I'm sure there has been a programme with a title like that recently.
I am going to spend some time tomorrow afternoon describing my journey, but for me more important is to talk of what it is that makes being a Christian a vital and dynamic thing - not so much where I have been but why I am heading in this direction. I could have said that last sentence more simply by using the word spirituality, but that can have connotations of simplicity and contentment, and I am rarely either of those things.
I guess object number one would have to be my guitar. I got one for Christmas when I was about 16, and then I got a second one some time afterwards. I played guitar hours every day for years - it must have driven my folks up the wall, but I think its the only bit of my teenage existence neither of them has ever complained about. Bizarre.
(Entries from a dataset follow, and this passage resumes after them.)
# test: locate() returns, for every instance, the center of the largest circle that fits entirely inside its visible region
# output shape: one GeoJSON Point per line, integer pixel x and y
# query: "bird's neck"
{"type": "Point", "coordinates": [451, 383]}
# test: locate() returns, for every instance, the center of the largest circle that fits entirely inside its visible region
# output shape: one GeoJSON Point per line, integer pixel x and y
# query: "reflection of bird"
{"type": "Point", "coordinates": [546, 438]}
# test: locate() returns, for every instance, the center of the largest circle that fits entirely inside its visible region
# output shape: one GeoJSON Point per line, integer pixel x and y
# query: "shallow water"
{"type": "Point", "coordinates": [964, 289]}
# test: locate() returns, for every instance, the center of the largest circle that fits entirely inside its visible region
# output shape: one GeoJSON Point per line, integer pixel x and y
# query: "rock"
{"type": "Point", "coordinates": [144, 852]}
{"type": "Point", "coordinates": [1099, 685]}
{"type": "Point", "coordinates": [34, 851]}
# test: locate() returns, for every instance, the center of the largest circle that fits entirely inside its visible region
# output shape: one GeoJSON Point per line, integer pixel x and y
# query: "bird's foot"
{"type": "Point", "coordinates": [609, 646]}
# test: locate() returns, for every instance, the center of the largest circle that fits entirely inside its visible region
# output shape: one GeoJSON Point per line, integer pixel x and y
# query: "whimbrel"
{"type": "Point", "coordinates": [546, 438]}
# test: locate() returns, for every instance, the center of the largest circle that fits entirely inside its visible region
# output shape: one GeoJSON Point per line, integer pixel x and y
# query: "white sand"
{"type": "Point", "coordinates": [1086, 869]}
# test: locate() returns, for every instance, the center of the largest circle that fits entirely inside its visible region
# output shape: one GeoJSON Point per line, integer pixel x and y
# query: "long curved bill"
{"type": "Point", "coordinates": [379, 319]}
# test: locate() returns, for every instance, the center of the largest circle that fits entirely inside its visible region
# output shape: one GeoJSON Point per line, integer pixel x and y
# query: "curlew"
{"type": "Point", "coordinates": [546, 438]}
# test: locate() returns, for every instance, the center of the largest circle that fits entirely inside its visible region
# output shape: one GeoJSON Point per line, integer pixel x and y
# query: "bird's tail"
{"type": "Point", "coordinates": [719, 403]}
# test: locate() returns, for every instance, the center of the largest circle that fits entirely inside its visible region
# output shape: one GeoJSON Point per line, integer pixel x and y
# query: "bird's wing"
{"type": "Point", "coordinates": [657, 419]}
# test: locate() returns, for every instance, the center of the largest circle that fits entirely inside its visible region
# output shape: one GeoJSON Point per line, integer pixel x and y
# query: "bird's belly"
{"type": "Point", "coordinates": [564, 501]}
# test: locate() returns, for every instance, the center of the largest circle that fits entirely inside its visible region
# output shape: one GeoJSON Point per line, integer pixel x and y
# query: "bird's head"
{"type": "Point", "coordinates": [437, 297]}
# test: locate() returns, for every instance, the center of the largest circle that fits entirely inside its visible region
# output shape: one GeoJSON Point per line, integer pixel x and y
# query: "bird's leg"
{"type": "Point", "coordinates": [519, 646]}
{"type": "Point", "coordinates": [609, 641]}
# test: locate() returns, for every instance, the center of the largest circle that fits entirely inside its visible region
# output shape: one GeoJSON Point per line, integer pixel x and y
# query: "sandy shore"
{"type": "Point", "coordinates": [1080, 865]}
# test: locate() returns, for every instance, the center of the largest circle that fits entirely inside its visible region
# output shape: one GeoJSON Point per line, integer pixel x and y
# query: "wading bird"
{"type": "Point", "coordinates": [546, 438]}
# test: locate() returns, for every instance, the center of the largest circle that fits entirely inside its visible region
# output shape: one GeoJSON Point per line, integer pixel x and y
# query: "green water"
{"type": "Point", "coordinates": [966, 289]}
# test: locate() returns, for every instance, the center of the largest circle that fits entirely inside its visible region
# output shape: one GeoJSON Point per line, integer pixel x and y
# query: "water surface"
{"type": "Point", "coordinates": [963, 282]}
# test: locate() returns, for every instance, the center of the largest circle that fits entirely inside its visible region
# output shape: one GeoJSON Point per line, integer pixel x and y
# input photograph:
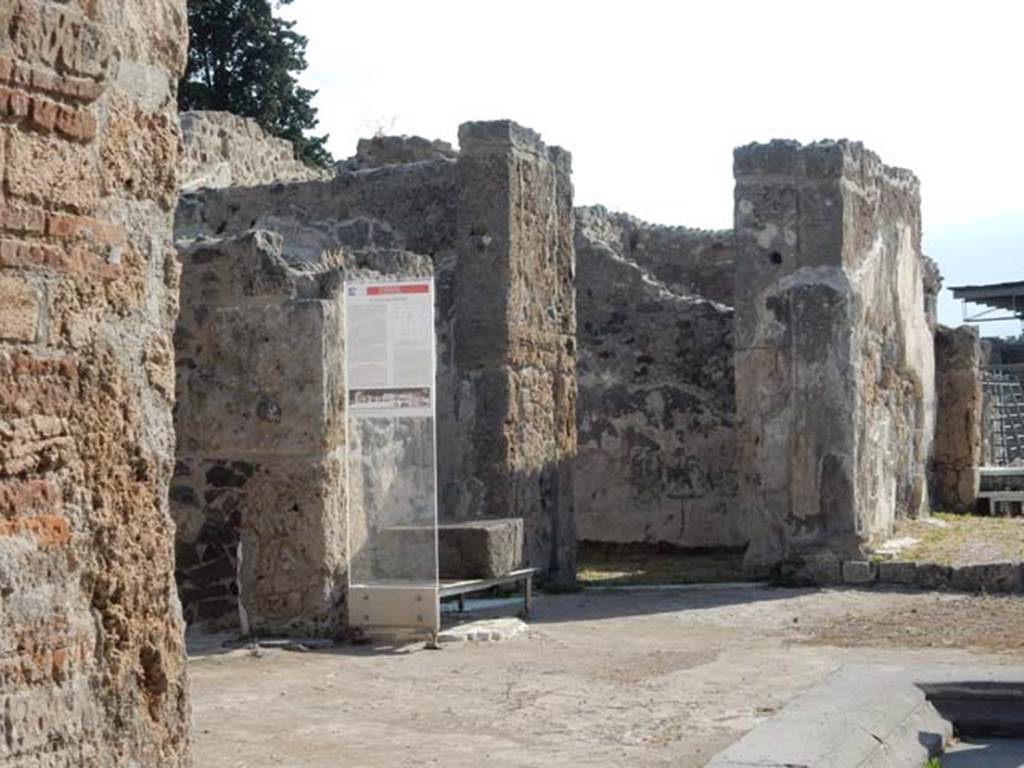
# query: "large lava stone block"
{"type": "Point", "coordinates": [479, 549]}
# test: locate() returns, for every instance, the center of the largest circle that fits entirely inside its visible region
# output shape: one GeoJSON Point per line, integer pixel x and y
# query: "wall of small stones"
{"type": "Point", "coordinates": [988, 578]}
{"type": "Point", "coordinates": [835, 354]}
{"type": "Point", "coordinates": [92, 668]}
{"type": "Point", "coordinates": [656, 460]}
{"type": "Point", "coordinates": [258, 493]}
{"type": "Point", "coordinates": [496, 225]}
{"type": "Point", "coordinates": [511, 439]}
{"type": "Point", "coordinates": [225, 150]}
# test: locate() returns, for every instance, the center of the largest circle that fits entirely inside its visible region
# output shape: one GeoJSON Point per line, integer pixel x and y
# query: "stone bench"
{"type": "Point", "coordinates": [466, 549]}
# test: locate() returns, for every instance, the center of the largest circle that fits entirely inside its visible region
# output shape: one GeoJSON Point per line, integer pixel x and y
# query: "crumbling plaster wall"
{"type": "Point", "coordinates": [512, 393]}
{"type": "Point", "coordinates": [656, 457]}
{"type": "Point", "coordinates": [92, 667]}
{"type": "Point", "coordinates": [835, 356]}
{"type": "Point", "coordinates": [225, 150]}
{"type": "Point", "coordinates": [497, 224]}
{"type": "Point", "coordinates": [956, 453]}
{"type": "Point", "coordinates": [259, 486]}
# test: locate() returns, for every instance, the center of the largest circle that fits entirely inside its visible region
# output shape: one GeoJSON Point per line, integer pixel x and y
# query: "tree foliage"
{"type": "Point", "coordinates": [244, 59]}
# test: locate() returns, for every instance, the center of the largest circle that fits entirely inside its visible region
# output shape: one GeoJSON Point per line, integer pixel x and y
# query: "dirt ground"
{"type": "Point", "coordinates": [963, 540]}
{"type": "Point", "coordinates": [640, 563]}
{"type": "Point", "coordinates": [611, 678]}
Once the guitar is introduced I will sing something, and probably intersperse the story with songs. All the songs would be worship songs - it became apparent relatively quickly for me that I was never going to get a call from Zeppelin or Floyd seeking my talents to fill in for a missing superstar. I will think about what songs to sing over the next 18 hours or so.
I also need to decide whether these things are to be in chronological order or some order of importance - chronologically guitar is first.
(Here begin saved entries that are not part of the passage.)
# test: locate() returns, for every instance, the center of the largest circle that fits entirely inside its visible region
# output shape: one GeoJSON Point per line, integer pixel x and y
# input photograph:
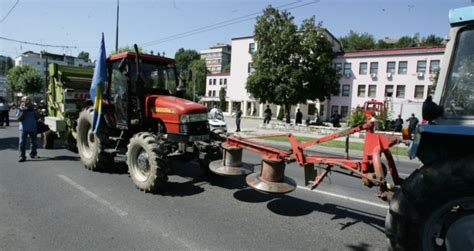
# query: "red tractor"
{"type": "Point", "coordinates": [145, 119]}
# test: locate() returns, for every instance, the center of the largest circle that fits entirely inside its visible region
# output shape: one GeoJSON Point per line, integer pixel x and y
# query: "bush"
{"type": "Point", "coordinates": [356, 118]}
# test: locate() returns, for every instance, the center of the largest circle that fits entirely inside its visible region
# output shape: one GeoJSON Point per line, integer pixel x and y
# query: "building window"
{"type": "Point", "coordinates": [372, 91]}
{"type": "Point", "coordinates": [346, 90]}
{"type": "Point", "coordinates": [419, 91]}
{"type": "Point", "coordinates": [402, 67]}
{"type": "Point", "coordinates": [250, 68]}
{"type": "Point", "coordinates": [434, 65]}
{"type": "Point", "coordinates": [421, 66]}
{"type": "Point", "coordinates": [251, 47]}
{"type": "Point", "coordinates": [344, 111]}
{"type": "Point", "coordinates": [362, 68]}
{"type": "Point", "coordinates": [391, 67]}
{"type": "Point", "coordinates": [347, 69]}
{"type": "Point", "coordinates": [388, 91]}
{"type": "Point", "coordinates": [374, 68]}
{"type": "Point", "coordinates": [400, 91]}
{"type": "Point", "coordinates": [361, 91]}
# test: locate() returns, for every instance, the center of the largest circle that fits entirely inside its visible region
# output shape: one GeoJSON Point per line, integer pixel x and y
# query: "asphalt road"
{"type": "Point", "coordinates": [53, 203]}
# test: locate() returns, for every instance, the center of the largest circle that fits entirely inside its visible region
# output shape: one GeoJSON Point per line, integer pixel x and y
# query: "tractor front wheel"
{"type": "Point", "coordinates": [434, 209]}
{"type": "Point", "coordinates": [145, 162]}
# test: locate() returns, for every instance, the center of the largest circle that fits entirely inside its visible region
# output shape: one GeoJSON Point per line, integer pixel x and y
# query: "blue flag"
{"type": "Point", "coordinates": [97, 86]}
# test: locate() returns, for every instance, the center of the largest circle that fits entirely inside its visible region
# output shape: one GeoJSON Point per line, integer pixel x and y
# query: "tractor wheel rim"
{"type": "Point", "coordinates": [451, 227]}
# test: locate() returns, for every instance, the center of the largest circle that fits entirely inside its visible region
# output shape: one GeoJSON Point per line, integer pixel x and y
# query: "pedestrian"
{"type": "Point", "coordinates": [4, 110]}
{"type": "Point", "coordinates": [412, 123]}
{"type": "Point", "coordinates": [238, 116]}
{"type": "Point", "coordinates": [268, 115]}
{"type": "Point", "coordinates": [335, 119]}
{"type": "Point", "coordinates": [398, 123]}
{"type": "Point", "coordinates": [214, 112]}
{"type": "Point", "coordinates": [299, 117]}
{"type": "Point", "coordinates": [27, 117]}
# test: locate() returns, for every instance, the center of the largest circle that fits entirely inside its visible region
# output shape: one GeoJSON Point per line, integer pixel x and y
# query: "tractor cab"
{"type": "Point", "coordinates": [130, 82]}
I need to think about how I introduce family. I know that is going to sound a bit cliched, but F and the boys are immense at keeping my feet on the ground, and their acceptance of this bonkers thing I do is quite amazing. I love the way they make me laugh, and how the boys in particular are more than happy for me to share their lives and friends.
Other items would have to include (if I can find it) my old maroon coloured copy of Celebrating Common Prayer which travelled round Europe with me for 18 months or so as I wrestled with being called and found some comfort at least in the rhythm of praying the Offices.
I would also have to add the copy I have of Rublev's Trinity which speaks to me of invitation and acceptance. I could take the DVD as well of Tarkovsky's film Andrei Rublev - the film doesn't speak to me of invitation and acceptance; more of the Russian spirit which somehow created beautiful icons (and a bell) out of the mud, filth and depravity of medieval feudal Russia, and which is a wonderful metaphor for God's working in me.
I ought, I suppose, take in a theological book too. I'm not sure I can select a single book or even author who, for me, sums up all theology. There are several important strands in this. A book like Middleton and Walsh's Truth is stranger than it used to be perhaps points to those moments at college when I began to understand why I found the culture of Church within which I grew up so strangely baffling, and a book like Rowan Williams' Arius which opened up the whole idea of the richness of the early centuries of the Christian faith (I know Arius was wrong, I mean the sense of the thinking and argument which came from an assuredness that somehow God could be understood more, and that there was a clear sense of a better understanding which came from rejecting the ideas which were based on squashing God into contemporary intellectual categories, as Arius did). There are a couple of other books I have come across but lost track of - I would love to include something about the amazing Cappadocian Fathers, but I probably need to read that stuff again as it has got too hazy in my recollection.
A fairly cheap chalice and paten I picked up in a conference centre gift shop would be in there too. I continue to wrestle with the Eucharist. I can't dodge the sense that it is foundational to worship, but neither can I shake off the certainty that the way we do it is no longer fit for purpose - too rigid and individualistic, too much emphasis on comfort and repetition.
I can't find an easy way to take my blog in. Blogging gave me a way of finding a voice and expression of some really strange ideas - or at least that is how they felt to start with. The best symbol for this I can come up with might be a Moleskin and Lamy pen - writing.
The last item will probably be a dog collar. Being a Priest does mean a lot to me; a calling and responsibility to seek to find and be part of building the Kingdom of God. I don't see this necessarily as doing Church, and in our situation perhaps the Kingdom of God might best be served by a deal of undoing of Church; a stripping back to basics.